2. There are no processes currently in place to test the well-formedness or intellectual value of OCR text files beyond assuring it is valid UTF-8. The partners understand that OCR detection is an evolving area and include OCR text because of its value to users in searching and accessing materials.

Quality

1. Although strategies to expand quality review processes in HathiTrust are in development, quality review remains the responsibility of partner institutions.

2. Quality is a high priority for HathiTrust and we take action where possible to prevent content of poor quality from entering the repository. In addition to quality assurance that may be performed by partners on the content they submit, we use quality metrics provided by Google for volumes it has digitized to gate volumes that do not meet a certain quality threshold. We have engaged with Google and other Google library partners on an ongoing basis to improve the metrics and processes Google employs. We also work with Google to make corrections and improvements to individual volumes based on user feedback.

3. We are exploring opportunities to extend the manual review that partners undertake on their own content more broadly across the repository and develop criteria to certify content in HathiTrust as useful for distinct purposes (see http://www.hathitrust.org/projects). We are also investigating ways to communicate aspects and characteristics of volumes that effect quality (such as missing pages, crop errors, warp errors, etc.) in the user interface.

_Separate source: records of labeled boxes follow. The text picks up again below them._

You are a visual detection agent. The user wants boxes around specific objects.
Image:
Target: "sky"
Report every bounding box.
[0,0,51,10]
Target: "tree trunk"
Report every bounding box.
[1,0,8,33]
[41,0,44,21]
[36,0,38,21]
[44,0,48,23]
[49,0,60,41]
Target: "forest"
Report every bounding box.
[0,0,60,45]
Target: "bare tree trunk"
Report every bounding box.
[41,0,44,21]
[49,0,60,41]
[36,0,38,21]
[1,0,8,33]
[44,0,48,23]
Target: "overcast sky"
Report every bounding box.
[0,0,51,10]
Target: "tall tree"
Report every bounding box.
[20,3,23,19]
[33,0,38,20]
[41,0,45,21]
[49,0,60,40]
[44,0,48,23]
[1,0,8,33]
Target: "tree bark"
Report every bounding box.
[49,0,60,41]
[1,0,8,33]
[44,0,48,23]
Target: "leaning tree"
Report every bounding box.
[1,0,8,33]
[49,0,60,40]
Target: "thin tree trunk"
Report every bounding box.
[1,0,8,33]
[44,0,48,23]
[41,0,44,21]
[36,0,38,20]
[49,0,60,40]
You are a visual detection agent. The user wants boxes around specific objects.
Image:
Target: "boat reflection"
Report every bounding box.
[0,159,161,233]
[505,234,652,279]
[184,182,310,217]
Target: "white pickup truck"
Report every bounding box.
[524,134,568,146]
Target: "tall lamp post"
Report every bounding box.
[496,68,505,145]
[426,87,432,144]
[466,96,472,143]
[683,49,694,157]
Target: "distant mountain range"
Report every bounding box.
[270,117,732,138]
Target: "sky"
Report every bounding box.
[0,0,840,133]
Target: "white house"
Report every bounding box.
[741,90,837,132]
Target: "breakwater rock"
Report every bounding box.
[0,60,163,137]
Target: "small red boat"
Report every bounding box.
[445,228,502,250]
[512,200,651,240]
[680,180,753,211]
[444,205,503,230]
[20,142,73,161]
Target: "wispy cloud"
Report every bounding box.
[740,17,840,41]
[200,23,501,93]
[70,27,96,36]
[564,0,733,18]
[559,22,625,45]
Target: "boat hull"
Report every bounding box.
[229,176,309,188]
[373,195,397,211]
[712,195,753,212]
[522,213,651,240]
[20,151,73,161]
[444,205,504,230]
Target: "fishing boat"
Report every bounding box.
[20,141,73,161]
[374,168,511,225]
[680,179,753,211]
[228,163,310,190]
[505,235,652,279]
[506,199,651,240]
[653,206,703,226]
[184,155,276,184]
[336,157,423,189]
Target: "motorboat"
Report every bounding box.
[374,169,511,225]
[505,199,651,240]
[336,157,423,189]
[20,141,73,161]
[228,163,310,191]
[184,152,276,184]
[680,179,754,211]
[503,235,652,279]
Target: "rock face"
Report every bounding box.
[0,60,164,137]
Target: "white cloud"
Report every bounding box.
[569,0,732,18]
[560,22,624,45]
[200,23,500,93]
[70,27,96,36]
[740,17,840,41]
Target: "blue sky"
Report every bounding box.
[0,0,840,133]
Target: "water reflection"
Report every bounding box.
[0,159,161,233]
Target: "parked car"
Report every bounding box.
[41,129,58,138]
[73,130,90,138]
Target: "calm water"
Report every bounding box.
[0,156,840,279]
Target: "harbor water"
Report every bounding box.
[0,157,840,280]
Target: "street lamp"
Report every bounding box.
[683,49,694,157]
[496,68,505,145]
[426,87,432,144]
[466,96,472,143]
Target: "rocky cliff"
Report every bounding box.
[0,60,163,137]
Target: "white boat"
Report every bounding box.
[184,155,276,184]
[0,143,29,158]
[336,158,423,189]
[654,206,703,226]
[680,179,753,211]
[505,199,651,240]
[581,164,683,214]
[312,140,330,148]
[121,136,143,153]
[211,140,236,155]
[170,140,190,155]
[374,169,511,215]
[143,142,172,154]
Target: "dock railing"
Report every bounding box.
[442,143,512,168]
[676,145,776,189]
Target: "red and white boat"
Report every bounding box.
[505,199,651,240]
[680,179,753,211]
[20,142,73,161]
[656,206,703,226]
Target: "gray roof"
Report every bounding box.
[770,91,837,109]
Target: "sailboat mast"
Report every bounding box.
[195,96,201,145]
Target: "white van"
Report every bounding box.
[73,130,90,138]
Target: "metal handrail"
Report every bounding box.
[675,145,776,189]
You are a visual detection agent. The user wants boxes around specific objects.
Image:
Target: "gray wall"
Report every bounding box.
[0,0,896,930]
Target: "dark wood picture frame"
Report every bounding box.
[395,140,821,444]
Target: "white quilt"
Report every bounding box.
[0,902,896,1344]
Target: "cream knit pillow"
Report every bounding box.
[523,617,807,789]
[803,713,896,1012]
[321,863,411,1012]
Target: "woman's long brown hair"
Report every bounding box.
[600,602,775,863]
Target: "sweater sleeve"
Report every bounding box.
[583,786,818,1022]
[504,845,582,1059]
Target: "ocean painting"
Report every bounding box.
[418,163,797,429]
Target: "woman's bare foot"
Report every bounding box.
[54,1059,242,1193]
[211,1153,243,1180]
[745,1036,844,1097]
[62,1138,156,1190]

[1] OAIS. Consultative Committee for Space Data Systems. The Open Archival Information System Reference Model (OAIS). Washington, D.C.: CCSDS Secretariat, National Aeronautics and Space Administration, 2002.

[2] TRAC. Trustworthy Repositories Audit & Certification: Criteria and Checklist. Center for Research Libraries and OCLC, 2007. http://www.crl.edu/sites/default/files/attachments/pages/trac_0.pdf

[3] As of May 2010, HathiTrust contained more than 6 million volumes, more than 1 million of which are in the public domain.

[4] Lavoie, B. (2004). The Open Archival Information System Reference Model: Introductory Guide. Digital Preservation Coalition Technology Watch Report 04-01. Dublin, OH: OCLC.